The goal that the government of do not issue to finance the deficit prosecutor has been forgotten. In the first four months of the year, the assistance of the Central Bank to the Treasury explained “almost entirely the financing of the fiscal deficit”.

Between the Temporary Advances, the intervention on the bond market and the fall in Treasury deposits in the Central, the loan has largely exceeded one trillion pesos.

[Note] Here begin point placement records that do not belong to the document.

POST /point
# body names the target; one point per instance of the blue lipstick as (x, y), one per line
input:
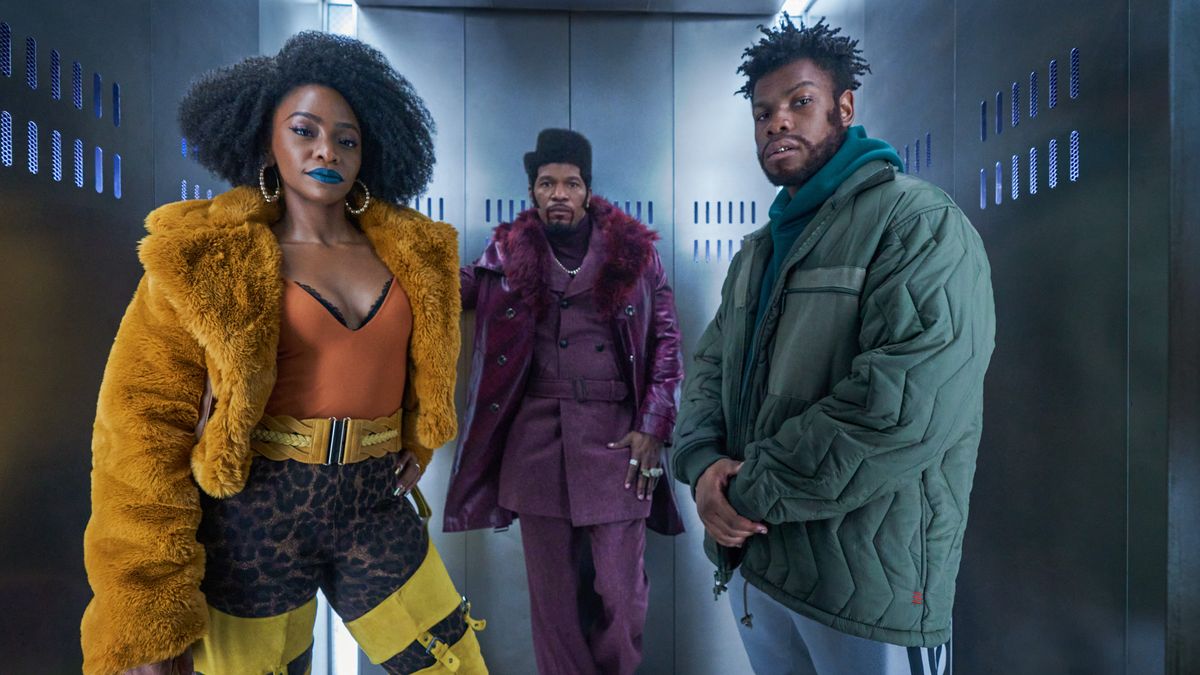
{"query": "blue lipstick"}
(325, 175)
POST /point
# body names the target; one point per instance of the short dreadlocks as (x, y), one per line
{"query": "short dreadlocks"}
(839, 57)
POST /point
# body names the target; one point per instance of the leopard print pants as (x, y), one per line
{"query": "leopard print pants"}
(297, 527)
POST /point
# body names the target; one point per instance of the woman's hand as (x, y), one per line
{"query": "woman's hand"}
(408, 472)
(643, 461)
(179, 665)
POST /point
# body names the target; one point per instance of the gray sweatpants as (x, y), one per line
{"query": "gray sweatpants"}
(784, 643)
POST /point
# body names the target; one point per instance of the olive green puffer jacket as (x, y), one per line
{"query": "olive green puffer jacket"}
(861, 412)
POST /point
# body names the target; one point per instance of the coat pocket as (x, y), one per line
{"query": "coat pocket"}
(817, 332)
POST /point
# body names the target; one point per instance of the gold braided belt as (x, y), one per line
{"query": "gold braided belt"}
(325, 440)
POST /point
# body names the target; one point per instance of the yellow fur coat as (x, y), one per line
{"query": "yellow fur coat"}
(209, 304)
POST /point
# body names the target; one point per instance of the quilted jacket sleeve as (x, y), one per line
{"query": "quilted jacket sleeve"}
(143, 561)
(658, 413)
(700, 434)
(928, 330)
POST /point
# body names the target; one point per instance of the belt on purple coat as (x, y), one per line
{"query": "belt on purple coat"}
(579, 389)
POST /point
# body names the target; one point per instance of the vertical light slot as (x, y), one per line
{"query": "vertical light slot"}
(1015, 105)
(6, 138)
(100, 169)
(55, 76)
(57, 155)
(77, 85)
(1000, 113)
(31, 147)
(97, 95)
(1053, 85)
(31, 63)
(1033, 94)
(77, 155)
(1033, 171)
(5, 49)
(1000, 184)
(1074, 73)
(1074, 156)
(1015, 178)
(1053, 165)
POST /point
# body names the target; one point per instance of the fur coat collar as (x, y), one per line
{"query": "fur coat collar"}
(521, 252)
(219, 266)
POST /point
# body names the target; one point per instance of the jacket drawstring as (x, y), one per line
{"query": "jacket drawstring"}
(748, 620)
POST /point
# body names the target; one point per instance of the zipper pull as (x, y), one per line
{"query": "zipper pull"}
(718, 585)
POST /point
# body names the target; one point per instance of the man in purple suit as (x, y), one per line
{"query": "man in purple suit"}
(573, 395)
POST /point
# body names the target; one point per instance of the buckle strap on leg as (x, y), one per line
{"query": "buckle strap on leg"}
(439, 650)
(477, 625)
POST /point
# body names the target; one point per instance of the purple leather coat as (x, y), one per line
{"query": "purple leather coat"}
(507, 290)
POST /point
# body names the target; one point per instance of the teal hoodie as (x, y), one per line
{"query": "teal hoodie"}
(791, 214)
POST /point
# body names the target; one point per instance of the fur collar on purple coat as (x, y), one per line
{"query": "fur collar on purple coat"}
(523, 252)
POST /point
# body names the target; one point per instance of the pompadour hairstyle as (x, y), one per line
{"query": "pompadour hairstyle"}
(227, 113)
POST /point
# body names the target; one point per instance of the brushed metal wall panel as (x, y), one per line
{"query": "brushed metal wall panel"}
(720, 196)
(1044, 554)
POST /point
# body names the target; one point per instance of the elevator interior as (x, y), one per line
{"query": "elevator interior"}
(1066, 131)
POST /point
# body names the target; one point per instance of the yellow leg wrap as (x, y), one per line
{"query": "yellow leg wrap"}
(462, 658)
(255, 646)
(426, 598)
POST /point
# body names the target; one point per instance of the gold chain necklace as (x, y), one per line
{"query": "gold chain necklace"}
(570, 273)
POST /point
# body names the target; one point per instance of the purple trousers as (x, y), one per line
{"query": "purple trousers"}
(580, 629)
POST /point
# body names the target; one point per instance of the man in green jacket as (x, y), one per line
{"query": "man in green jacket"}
(832, 413)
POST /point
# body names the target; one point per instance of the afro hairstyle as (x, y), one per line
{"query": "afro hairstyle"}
(785, 43)
(227, 113)
(561, 145)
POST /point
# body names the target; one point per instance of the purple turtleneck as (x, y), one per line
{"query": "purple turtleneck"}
(570, 245)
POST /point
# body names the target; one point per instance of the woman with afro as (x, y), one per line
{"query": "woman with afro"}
(277, 384)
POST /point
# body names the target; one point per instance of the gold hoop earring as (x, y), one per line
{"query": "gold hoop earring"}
(366, 201)
(262, 185)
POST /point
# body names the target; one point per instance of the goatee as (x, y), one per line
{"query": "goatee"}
(819, 156)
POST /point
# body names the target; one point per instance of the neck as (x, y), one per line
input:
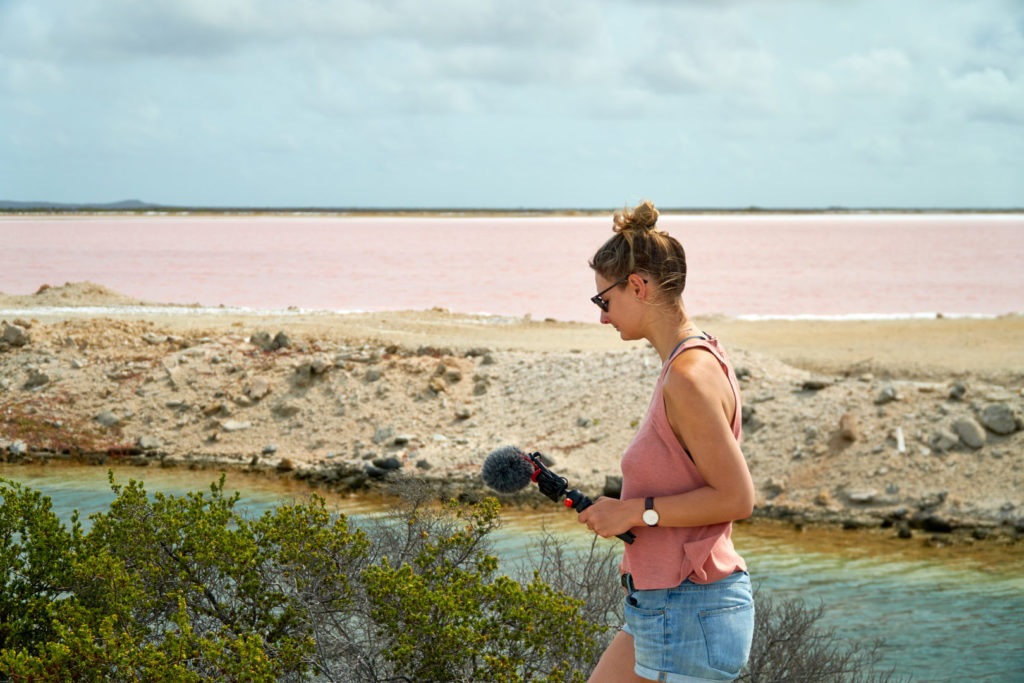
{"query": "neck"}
(667, 332)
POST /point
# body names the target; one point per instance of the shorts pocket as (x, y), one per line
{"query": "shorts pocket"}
(728, 633)
(648, 630)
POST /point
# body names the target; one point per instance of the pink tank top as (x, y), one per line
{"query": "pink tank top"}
(655, 464)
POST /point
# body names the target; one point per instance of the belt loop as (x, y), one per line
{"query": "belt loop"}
(627, 581)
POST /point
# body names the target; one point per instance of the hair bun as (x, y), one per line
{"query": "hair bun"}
(641, 218)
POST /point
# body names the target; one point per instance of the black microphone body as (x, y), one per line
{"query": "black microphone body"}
(508, 469)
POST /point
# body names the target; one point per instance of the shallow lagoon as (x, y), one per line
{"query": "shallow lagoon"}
(946, 613)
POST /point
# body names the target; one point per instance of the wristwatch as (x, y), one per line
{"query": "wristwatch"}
(650, 515)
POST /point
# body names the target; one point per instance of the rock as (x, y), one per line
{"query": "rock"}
(998, 418)
(37, 378)
(148, 442)
(862, 496)
(942, 440)
(257, 388)
(887, 395)
(773, 487)
(281, 340)
(382, 434)
(848, 427)
(265, 343)
(14, 335)
(215, 408)
(374, 471)
(262, 340)
(612, 486)
(108, 419)
(970, 433)
(286, 410)
(388, 464)
(934, 524)
(243, 400)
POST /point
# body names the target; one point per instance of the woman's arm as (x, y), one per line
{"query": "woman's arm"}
(699, 403)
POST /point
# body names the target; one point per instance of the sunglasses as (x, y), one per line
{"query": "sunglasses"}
(598, 298)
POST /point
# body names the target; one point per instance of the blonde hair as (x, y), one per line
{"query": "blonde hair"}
(638, 246)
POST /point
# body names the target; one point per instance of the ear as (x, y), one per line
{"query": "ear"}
(638, 285)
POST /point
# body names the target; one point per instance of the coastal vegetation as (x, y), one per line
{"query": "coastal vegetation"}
(188, 588)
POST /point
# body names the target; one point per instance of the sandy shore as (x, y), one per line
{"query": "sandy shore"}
(909, 424)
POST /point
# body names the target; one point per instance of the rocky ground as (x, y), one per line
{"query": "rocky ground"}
(934, 454)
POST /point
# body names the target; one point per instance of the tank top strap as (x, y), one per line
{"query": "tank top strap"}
(706, 341)
(682, 346)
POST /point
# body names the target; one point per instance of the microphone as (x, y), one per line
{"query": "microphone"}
(508, 469)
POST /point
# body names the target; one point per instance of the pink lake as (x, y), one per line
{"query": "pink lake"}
(786, 265)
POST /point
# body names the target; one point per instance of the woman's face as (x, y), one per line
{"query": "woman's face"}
(622, 313)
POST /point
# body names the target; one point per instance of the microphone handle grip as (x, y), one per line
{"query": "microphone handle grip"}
(577, 500)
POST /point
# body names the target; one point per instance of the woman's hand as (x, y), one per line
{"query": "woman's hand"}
(610, 516)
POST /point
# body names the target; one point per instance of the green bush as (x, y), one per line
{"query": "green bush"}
(166, 588)
(188, 589)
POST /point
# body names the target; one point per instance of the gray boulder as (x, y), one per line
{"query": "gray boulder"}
(14, 335)
(998, 418)
(970, 433)
(37, 378)
(108, 419)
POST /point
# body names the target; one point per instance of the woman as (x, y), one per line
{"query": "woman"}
(689, 610)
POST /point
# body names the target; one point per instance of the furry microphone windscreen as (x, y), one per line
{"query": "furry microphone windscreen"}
(506, 470)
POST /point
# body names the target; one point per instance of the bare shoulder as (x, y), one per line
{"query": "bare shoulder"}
(694, 370)
(696, 382)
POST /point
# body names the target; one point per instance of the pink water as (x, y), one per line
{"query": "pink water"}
(865, 264)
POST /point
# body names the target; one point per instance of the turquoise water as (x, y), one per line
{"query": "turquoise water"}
(945, 615)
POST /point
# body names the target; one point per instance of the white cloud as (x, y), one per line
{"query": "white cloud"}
(989, 94)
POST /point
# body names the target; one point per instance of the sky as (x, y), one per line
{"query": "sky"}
(532, 103)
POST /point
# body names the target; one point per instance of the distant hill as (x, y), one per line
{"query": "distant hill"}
(125, 205)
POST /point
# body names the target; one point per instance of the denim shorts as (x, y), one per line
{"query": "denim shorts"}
(692, 632)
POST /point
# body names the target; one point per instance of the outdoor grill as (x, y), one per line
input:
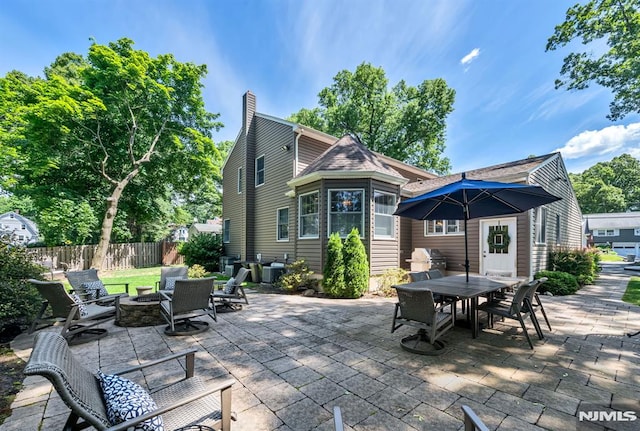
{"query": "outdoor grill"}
(424, 259)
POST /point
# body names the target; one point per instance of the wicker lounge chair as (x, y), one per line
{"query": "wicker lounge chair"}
(79, 318)
(232, 298)
(191, 298)
(416, 307)
(186, 402)
(79, 279)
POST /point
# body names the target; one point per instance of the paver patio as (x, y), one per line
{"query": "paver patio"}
(296, 357)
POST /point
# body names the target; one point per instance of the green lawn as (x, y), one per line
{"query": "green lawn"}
(632, 294)
(611, 257)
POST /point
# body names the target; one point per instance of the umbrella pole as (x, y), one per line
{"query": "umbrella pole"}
(466, 248)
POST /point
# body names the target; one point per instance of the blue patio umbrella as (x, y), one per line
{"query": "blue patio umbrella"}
(467, 199)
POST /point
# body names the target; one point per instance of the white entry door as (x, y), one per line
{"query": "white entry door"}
(498, 247)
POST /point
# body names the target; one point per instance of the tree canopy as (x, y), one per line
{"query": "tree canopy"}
(610, 28)
(405, 122)
(609, 186)
(117, 131)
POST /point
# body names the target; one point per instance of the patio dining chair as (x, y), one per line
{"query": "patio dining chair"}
(169, 275)
(78, 317)
(516, 308)
(416, 308)
(189, 299)
(232, 295)
(185, 402)
(87, 284)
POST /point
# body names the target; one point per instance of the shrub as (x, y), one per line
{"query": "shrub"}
(196, 271)
(333, 274)
(582, 264)
(202, 249)
(298, 276)
(356, 266)
(20, 301)
(559, 283)
(389, 278)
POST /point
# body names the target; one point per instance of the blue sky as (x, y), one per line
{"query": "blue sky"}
(491, 52)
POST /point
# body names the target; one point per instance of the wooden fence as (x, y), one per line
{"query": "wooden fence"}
(119, 256)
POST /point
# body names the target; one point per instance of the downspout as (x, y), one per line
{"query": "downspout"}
(298, 131)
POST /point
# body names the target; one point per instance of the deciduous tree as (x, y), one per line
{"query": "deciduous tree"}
(405, 122)
(118, 119)
(610, 31)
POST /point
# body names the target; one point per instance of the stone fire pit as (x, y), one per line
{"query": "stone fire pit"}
(141, 310)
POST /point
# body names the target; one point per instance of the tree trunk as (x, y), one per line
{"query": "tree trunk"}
(107, 223)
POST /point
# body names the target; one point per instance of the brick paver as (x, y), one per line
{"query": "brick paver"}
(294, 358)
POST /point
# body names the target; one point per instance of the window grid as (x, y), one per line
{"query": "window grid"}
(345, 211)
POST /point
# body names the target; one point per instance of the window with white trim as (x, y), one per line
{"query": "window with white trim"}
(384, 207)
(541, 225)
(309, 215)
(346, 211)
(226, 231)
(259, 171)
(442, 227)
(283, 224)
(606, 232)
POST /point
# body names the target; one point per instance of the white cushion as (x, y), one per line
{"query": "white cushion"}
(82, 308)
(95, 288)
(126, 400)
(230, 287)
(170, 282)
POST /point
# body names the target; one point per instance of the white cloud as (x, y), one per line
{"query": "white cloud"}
(604, 141)
(475, 52)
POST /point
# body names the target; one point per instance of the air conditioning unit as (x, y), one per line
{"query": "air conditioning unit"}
(271, 273)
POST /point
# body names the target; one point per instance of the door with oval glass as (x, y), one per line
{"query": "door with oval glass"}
(498, 247)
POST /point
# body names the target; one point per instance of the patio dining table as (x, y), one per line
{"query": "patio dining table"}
(458, 286)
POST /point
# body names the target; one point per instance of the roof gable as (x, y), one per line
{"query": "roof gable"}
(349, 154)
(507, 172)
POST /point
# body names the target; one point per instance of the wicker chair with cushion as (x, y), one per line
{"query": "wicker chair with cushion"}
(189, 299)
(169, 275)
(232, 294)
(185, 402)
(78, 317)
(417, 308)
(88, 285)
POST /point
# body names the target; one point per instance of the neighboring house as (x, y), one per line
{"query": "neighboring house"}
(288, 187)
(18, 229)
(621, 231)
(211, 227)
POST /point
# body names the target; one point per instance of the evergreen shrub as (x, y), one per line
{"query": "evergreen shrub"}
(356, 266)
(202, 249)
(333, 273)
(20, 301)
(559, 283)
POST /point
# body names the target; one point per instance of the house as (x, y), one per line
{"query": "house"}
(212, 227)
(18, 229)
(287, 187)
(620, 231)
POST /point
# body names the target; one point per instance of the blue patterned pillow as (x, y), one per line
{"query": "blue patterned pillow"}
(127, 400)
(230, 286)
(95, 288)
(82, 309)
(170, 282)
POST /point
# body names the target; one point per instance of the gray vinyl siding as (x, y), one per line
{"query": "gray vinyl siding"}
(383, 253)
(232, 202)
(553, 178)
(311, 249)
(271, 136)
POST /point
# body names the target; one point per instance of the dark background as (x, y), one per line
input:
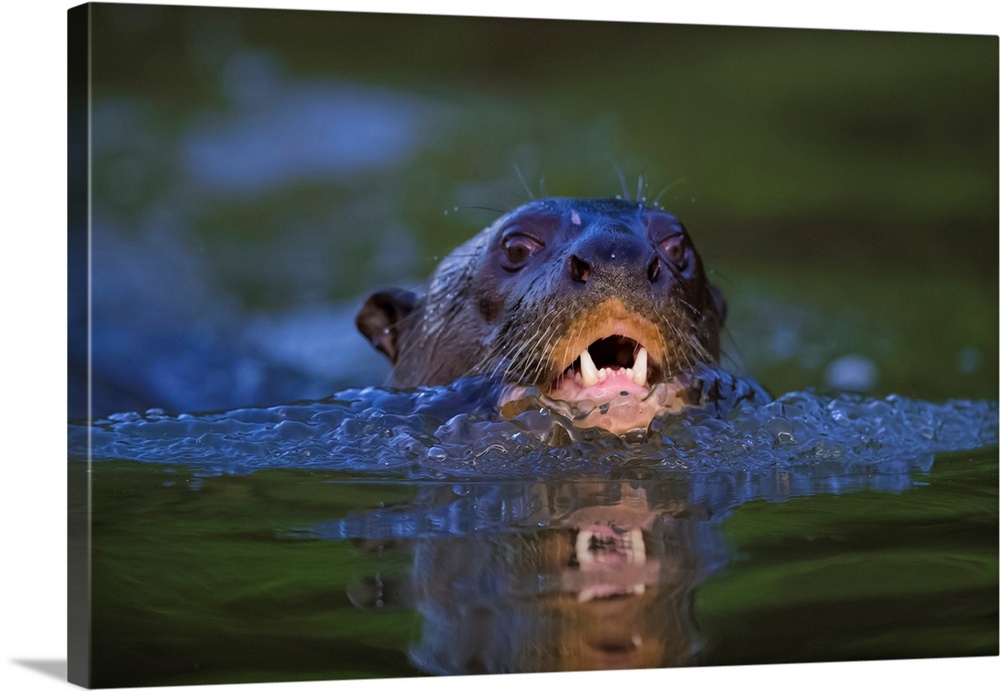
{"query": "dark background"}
(257, 172)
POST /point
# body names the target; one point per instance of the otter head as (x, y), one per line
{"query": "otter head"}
(597, 308)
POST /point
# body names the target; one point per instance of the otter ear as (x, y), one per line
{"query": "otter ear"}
(720, 303)
(379, 318)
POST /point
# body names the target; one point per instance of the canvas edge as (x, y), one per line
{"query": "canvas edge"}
(78, 303)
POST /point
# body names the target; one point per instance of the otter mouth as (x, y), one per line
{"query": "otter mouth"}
(615, 365)
(611, 373)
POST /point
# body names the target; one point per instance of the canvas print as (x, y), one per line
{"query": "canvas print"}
(413, 345)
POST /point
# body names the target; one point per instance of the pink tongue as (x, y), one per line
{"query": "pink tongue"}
(613, 385)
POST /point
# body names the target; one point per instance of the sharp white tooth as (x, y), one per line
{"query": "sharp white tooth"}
(640, 367)
(587, 368)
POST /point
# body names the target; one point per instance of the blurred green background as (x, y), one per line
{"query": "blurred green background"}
(257, 172)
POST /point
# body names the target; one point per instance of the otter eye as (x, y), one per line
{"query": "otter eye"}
(675, 250)
(518, 248)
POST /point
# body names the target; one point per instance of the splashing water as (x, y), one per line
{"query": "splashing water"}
(453, 433)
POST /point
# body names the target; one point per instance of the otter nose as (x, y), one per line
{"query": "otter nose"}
(614, 257)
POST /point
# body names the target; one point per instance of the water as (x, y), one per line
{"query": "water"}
(381, 533)
(260, 513)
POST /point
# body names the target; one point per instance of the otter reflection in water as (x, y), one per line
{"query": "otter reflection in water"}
(607, 583)
(599, 309)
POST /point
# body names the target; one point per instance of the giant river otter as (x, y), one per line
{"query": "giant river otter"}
(598, 308)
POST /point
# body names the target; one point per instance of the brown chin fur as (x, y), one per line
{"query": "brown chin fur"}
(610, 318)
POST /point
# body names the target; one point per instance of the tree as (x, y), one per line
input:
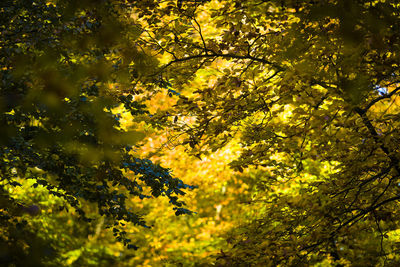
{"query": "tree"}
(65, 68)
(309, 88)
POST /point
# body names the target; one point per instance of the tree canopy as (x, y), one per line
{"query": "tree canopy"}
(301, 96)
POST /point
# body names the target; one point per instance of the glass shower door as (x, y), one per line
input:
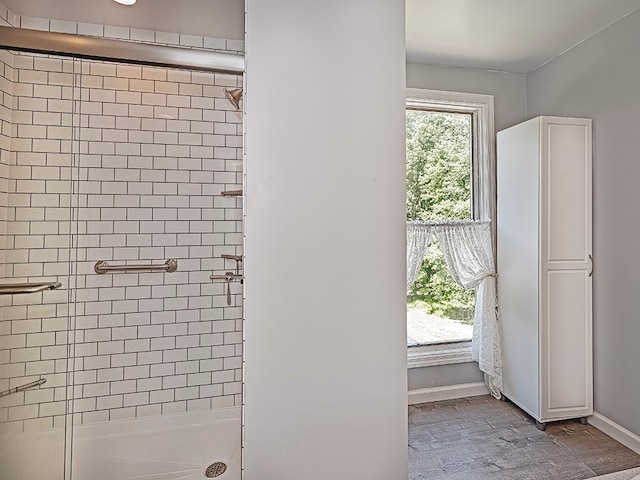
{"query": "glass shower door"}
(36, 156)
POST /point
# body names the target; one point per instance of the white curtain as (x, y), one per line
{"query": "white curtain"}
(468, 253)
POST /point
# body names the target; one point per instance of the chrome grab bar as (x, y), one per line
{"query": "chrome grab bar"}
(16, 288)
(26, 386)
(101, 267)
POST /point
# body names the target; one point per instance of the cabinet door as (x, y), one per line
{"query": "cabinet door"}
(566, 334)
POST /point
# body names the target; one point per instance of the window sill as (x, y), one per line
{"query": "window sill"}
(441, 354)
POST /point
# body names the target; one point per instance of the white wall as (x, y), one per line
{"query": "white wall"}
(509, 91)
(326, 388)
(598, 79)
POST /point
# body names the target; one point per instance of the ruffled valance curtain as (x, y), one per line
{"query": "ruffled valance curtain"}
(468, 253)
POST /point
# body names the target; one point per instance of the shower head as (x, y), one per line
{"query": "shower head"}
(233, 95)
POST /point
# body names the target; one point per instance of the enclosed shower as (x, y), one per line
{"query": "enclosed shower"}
(120, 263)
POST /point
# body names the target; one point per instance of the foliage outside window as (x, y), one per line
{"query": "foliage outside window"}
(439, 186)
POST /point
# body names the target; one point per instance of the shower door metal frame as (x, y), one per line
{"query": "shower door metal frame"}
(105, 49)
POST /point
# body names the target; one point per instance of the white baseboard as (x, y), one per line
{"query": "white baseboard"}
(615, 431)
(449, 392)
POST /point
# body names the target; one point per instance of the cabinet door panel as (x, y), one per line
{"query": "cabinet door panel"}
(566, 192)
(567, 341)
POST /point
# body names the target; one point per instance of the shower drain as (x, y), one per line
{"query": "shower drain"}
(215, 470)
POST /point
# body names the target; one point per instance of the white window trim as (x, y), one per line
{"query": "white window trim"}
(481, 109)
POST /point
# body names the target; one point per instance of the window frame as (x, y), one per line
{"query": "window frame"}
(483, 194)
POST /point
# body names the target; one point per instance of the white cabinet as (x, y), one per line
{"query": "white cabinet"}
(545, 266)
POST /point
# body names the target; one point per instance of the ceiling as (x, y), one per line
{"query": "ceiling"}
(508, 35)
(211, 18)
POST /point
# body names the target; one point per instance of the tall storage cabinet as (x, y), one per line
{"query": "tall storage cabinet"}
(545, 266)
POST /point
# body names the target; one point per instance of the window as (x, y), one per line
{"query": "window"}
(450, 171)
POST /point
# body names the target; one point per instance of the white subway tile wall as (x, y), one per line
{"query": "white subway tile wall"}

But it is just that increase in emissions which suggests that the government will resort to the “little car” before restructuring any public debt.

This includes all deposits in both dollars (continuing to fall) and pesos, which now offer 97% annual interest on time deposits.

Among what the government wants to avoid, but cannot, there are two tangible and painful results: the qualitative leap inflation and the decline in economic activity in the second half of the year.

Cost-of-living increases of 7.7% in March and 8.4% in April accelerated the process of money fleeing, burning silver in the hands of Argentines seeking protection.

And the decision to “consume in an effort to beat inflation” took effect amid falling people’s real incomes.

Also, among “what cannot be avoided” is the expansion of the currency gap: the Central has stopped intervening on the market and the gap between the official dollar and the free one (Mep and cash with liquidation) has exceeded 100%, an indicator that the exchange rate is still under pressure.

Finally, the report focuses on what the government would like to avoid, but it is not known whether it will succeed: a leap in the exchange rate in an attempt to reset exchange rate expectations until the end of the year.

The latest foreign currency purchases by the Central cannot compensate for the fact that the Central reserves remain in the negative range (-1,400 million dollars) and the economic team maintains its dual stance with respect to what is to come in terms of exchange rate stability.

On the one hand, the interest rate jumped six percentage points to 97% annually in an attempt to stop savers from betting on the dollar.

On the other, it cuts Now 12 interest rates and announces the expansion of funding margins of credit cards to moderate the drop in purchasing power due to inflation and to encourage consumption.

The signs of economic stability and the contrary ones required by the political needs of the government in the election year collide head-on in a moment of high exchange rate sensitivity.